Business

Sausage Partners like the local links

[attach]5381[/attach]Sausage Partners is home to more meat than just sausages.

“The name kind of suggests that it’s only sausage but we’ve got quite a lot more — there’s pig, beef, buffalo, duck and everything in between,” says Lorraine Deming, half of the husband and wife duo behind the new butcher shop on Queen Street East near Greenwood Avenue. “We also have sustainable fish, local produce and a selection of preserves that are made with produce too.”

Lorraine and Kyle previously worked in restaurants in Australia, Scotland and most recently in Toronto, but were inspired to pursue a meatier career when their handmade smoked sausages became a big hit at a birthday party.

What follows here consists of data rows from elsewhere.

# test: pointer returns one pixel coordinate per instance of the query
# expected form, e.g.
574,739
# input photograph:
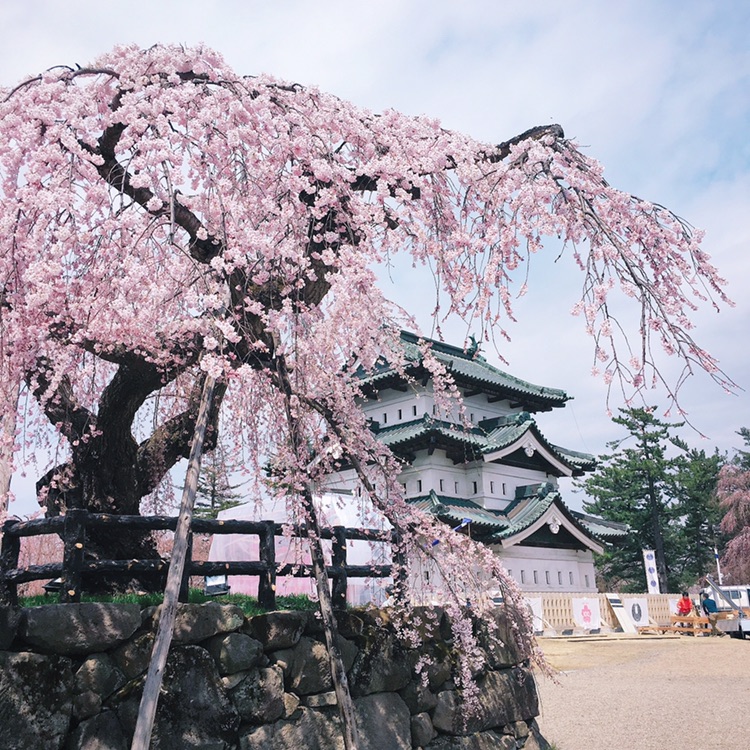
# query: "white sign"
535,607
652,579
637,608
586,613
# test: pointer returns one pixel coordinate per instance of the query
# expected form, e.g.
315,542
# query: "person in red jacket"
684,605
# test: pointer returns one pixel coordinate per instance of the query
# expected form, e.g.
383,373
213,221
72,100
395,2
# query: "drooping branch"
60,405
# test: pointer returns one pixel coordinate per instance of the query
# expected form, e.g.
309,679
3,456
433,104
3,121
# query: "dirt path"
647,693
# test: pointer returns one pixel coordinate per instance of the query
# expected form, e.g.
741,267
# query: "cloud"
656,91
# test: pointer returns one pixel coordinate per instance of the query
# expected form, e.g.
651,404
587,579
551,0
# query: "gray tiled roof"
488,436
471,370
496,525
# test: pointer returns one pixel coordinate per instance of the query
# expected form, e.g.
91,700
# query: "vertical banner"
652,580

“People lost their minds, they were like ‘Where can we get these?’ ” Lorraine says. “And we kind of thought, nowhere yet and it took us about three years to get from that initial idea to this.”

The couple also teamed up with farmers from Kawartha Ecological Growers, who supply their vegetables and meat — aside from game — and say the partnership is also fitting to their namesake.

This month they will also start selling beans from Red Rocket Coffee, which used to be located several doors down from their shop, but recently had to relocate due to an increase in rent.

“In order to kind of keep them in the neighbourhood, beloved that they are, we’re going to sell their beans starting next week,” Lorraine says. “Sadly not the coffee ready to go, but definitely the beans.”

She says her pickled products stem from old cookbooks and her grandma’s recipes, while the sausages, Kyle says, are flavoured as simply as possible so they taste pure. One of their most popular concoctions to date combines two popular breakfast foods.

“It’s bacon and sausage together as one in a breakfast size,” Lorraine says. “We made it kind of as a laugh the first time and men in particular lost their minds when they saw it.”

They say one of their concepts is to connect people with where their food comes from and to offer free-range meats that are hormone and antibiotic free for both customers as well as restaurants.

“Because we’re so transparent if you want to meet the guy that raised your pig, you can do it, and if you want to know exactly where your pork chop came from, I can introduce you to the guy that raised it,” Kyle says. “I can show you how he farms his animals and why I feel good about serving it so that you can feel good about eating it.”

Twenty years from now, they hope they will still be running the family business and working for themselves.

“We’re not trying to make a million dollars, we’re just trying to do a good thing and work the way we want to work,” Lorraine says.

“We have no kind of franchise goals or anything like that or we’re not like opening Sausage Partners West next year because it’s the thing to do,” Kyle adds. “All we wanted to do was have a little butcher shop and so here we are now with our little butcher shop.”